Crédit photo: Alexas_Fotos/Pixabay

Un chien de 10 ans, un chat de 2 ans et un chaton de 2 mois à peine... Bien qu'ils aient intégré la famille suite à mes demandes, ma mère ne peut nier qu'elle s'est très vite attachée à eux, elle aussi. Ces petits amis à poils illuminent constamment mes journées et ayant vécu avec au moins un animal de compagnie depuis l'âge de 8 ans, je ne peux imaginer ma vie sans eux. Or, j'ai été fort surprise et désolée d'apprendre, en consultant le site Internet de l'Action responsable des animaux de compagnie au Québec (acracq), qu'un animal de compagnie est en moyenne gardé 2 ans, période après laquelle il est abandonné (placé au refuge ou à la SPCA, laissé à la rue...) 

J'ai poursuivi mes recherches et ai appris que la province de Québec est l'un des pires endroits au monde pour cela : l'abandon d'animaux de compagnie. En effet, on estime que presque la moitié des ménages québécois ont pris une petite bête sous leur aile. Malheureusement, plusieurs doivent s’en départir à la suite d’événements divers, comme les 5 principaux : 

L’animal démontre des problèmes de comportement;
Un des membres de la famille est allergique; 
On prévoit l’arrivée d’un nouveau-né, qui occupera toute l’attention et remplacera donc l’animal; 
On manque de temps et/ou d’espace pour s’occuper de la bête; 
Un déménagement est prévu et il semble trop compliqué d’amener l’animal avec soi. 

Bien sûr, il existe d’autres raisons pour lesquelles un individu déciderait de se débarrasser de son copain à poils. Or, celles ci-dessus sont les plus fréquentes et, tel que mentionné dans La Presse juste ici, les semaines précédant et suivant le 1er juillet sont celles où le plus grand nombre d’animaux, particulièrement des chats et des chiens, sont abandonnés en raison de déménagement. Effectivement, 10 407 animaux ont été recueillis par la SPCA de Montréal en 2017 et, encore là, on se doit de mentionner que c’est environ 1 400 animaux de moins que l’année précédente qui était alors une année record. C’est bien trop! 

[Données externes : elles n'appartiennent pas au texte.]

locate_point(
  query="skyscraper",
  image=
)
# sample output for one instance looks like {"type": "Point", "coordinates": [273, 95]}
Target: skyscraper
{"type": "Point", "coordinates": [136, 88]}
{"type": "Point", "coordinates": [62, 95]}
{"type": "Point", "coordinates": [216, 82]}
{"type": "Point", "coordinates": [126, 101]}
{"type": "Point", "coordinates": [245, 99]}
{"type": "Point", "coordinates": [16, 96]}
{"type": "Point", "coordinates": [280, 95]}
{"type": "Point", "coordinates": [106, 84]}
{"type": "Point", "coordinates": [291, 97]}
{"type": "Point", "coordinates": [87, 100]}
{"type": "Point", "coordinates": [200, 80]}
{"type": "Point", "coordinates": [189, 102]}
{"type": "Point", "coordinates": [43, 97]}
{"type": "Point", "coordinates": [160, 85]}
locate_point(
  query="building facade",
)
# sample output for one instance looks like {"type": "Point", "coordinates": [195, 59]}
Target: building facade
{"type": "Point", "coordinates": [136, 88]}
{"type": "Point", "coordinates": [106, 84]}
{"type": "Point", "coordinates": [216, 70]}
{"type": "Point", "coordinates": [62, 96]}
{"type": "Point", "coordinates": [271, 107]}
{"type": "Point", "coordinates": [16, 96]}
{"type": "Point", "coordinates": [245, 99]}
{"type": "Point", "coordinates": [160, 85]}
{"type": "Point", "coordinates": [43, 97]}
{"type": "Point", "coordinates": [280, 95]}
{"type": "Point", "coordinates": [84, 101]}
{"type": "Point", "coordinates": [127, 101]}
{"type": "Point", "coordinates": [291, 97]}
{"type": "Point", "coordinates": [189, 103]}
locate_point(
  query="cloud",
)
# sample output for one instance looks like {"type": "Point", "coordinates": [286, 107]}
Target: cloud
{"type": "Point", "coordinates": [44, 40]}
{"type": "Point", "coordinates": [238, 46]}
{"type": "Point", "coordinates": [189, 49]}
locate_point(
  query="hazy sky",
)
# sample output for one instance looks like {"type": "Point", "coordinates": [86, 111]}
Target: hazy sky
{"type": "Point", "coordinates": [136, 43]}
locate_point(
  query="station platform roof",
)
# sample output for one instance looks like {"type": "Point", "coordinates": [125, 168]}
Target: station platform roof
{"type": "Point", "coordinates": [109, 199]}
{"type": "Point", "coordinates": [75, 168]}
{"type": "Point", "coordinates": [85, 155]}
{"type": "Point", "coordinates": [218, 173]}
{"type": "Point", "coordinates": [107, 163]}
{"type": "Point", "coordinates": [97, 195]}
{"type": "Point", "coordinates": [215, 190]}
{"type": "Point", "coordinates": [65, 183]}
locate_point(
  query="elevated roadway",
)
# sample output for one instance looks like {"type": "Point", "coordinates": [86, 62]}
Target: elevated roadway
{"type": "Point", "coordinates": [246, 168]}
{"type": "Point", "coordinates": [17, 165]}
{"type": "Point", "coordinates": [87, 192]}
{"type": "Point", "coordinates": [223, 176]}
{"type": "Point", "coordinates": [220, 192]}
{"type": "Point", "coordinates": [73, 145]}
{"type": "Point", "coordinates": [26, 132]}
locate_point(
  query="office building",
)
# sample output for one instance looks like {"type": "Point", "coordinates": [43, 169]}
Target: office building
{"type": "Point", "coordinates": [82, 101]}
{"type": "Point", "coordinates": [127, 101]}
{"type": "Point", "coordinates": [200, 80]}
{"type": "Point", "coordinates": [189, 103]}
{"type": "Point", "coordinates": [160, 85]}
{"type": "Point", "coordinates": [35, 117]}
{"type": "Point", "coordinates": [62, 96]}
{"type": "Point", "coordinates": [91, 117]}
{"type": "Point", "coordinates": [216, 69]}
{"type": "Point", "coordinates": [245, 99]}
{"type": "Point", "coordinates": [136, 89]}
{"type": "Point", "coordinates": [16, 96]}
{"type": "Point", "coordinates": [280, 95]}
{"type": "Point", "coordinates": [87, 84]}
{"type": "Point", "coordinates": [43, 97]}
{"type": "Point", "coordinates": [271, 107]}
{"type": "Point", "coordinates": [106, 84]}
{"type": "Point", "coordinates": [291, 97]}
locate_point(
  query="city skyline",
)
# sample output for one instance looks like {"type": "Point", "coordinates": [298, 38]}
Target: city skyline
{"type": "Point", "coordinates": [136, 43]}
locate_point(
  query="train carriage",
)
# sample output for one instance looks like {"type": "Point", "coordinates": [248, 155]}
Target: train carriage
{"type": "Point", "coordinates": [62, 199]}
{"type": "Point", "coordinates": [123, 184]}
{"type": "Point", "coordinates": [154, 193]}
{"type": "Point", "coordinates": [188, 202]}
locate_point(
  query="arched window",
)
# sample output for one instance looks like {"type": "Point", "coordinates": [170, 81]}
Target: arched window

Que faire avec notre animal si on ne peut plus s’en occuper alors?
Les animaux n’étant plus considérés comme un vulgaire objet, ils méritent que l’on prenne le temps de leur trouver un nouveau foyer ou un endroit sécuritaire où les placer à défaut de notre maison. D’où l’expression « adopter un animal » et non « acheter » comme on achèterait un bien. Nul n’abandonnerait banalement son enfant lorsqu’il ne veut plus s’en occuper, alors il n’y a aucune raison valable pour procéder ainsi lorsqu’il est question d’un animal! Ces êtres vivants ont droit à un foyer, à de la nourriture, de l’eau et toutes les conditions de sécurité qu’il est possible de leur offrir.

Ceci étant dit, il est primordial de planifier l’adoption d’un animal de compagnie à l’avance et de considérer tous les engagements que cela engendre (longévité, besoins de l’animal, plans futurs du ménage, allergie potentielle…). Bien sûr, il se peut qu’une situation particulière se produise et que l’on doive se départir de la bête, mais dans ce cas, il est de notre devoir de lui assurer sécurité et amour. Il est également de notre responsabilité de reporter tout abandon d’animal au MAPAC (Ministère de l’Agriculture, Pêcheries et alimentation), au 1-844-264-6289. 

Il est grand temps de prendre soin de ces petites boules de poils que l’on aime à la folie et qui ont tant à nous apporter. Après tout, qu'est-ce que l'on ne ferait pas pour les ronronnements d'un chaton blotti au creux de nos bras ou pour les yeux pétillants d'un chien qui regarde son maître?